Reporter des Greenpeace-Projekts unearthed decken versuchte Einflussnahme auf. Fleisch- und Fossilindustrieländer wollen Schlüsselpositionen des UN-Klimaberichts ändern, um Maßnahmen zu behindern und zu verzögern.

25.10.2021 – Einige der größten Kohle-, Öl-, Rindfleisch- und Futtermittelproduzierenden Länder der Welt versuchen, wissenschaftliche Schlüsselpositionen zur Klimakrise zu verwässern. Sie behindern so notwendige Maßnahmen für eine nachhaltige Transformation der Wirtschaft und zur Reduzierung von Emissionen. Dies zeigen Greenpeace-Reporter von unearthed, die eine kommentierte Version des sechsten IPCC-Klimaberichts ausgewertet haben.

Tragweite anzweifeln

Vor allem Australien, Saudi-Arabien und die OPEC stechen mit Kommentaren heraus, die unumstrittene Maßnahmen gegen den Klimawandel in Frage stellen oder abschwächen.
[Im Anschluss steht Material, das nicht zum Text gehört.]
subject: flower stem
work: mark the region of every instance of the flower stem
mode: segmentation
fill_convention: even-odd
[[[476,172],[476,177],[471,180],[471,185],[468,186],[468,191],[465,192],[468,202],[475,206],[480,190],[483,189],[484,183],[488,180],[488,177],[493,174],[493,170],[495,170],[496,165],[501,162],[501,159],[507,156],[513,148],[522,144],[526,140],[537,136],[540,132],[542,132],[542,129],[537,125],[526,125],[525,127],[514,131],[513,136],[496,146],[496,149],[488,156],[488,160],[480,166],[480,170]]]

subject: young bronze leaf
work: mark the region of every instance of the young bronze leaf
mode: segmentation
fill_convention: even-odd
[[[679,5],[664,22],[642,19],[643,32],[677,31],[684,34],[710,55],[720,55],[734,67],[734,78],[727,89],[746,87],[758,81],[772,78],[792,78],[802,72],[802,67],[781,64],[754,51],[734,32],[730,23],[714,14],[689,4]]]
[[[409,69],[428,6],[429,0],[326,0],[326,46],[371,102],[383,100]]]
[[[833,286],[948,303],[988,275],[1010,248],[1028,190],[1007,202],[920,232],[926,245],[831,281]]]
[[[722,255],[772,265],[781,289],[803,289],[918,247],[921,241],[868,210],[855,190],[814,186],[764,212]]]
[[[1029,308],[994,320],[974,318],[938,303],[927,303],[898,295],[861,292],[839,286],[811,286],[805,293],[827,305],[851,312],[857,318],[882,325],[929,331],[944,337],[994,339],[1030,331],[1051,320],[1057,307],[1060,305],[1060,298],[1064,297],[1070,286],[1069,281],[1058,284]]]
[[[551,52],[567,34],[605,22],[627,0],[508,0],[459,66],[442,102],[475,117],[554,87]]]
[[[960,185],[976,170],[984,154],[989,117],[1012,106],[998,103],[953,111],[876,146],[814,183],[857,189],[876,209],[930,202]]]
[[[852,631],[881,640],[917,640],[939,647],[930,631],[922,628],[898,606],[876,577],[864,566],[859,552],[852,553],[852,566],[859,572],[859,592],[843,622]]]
Australien möchte den Kohleausstieg nicht als notwendig bezeichnet sehen, und Analysen der Lobbyarbeit fossiler Brennstoffunternehmen und ihr Einfluss auf Klimamaßnahmen in Australien und den USA lieber streichen.

Die Organisation erdölexportierender Länder (OPEC) und Saudi-Arabien, die zusammengerechnet etwa 40 Prozent des weltweiten Erdöls fördern, versuchen mehrfach, deutliche Aussagen zum Ende fossiler Brennstoffe zu verhindern. Dass Kohlereserven im Boden verbleiben müssen, wird in den Kommentaren ebenso als politische Aussage bezeichnet, wie dass eine pflanzenbasierte Ernährung Treibhausgase reduziere. Letztere Kritik, die sich auch auf Aussagen zu nachhaltiger Ernährung bezieht, kommt von den Fleischnationen Brasilien und Argentinien.

„Neutral bleiben“

Saudi-Arabien argumentiert am schärfsten gegen grundlegende Fakten des Berichts. Worte wie Transformation, dringend, erforderlich, und beschleunigte Maßnahmen zur Eindämmung des Klimawandels auf allen Ebenen, seien übertrieben, nicht politikneutral oder einseitig. Stattdessen wird für die Möglichkeit „sauberer fossiler Brennstofftechnologien“ argumentiert, für die es aktuell keine objektiven Existenzhinweise gibt.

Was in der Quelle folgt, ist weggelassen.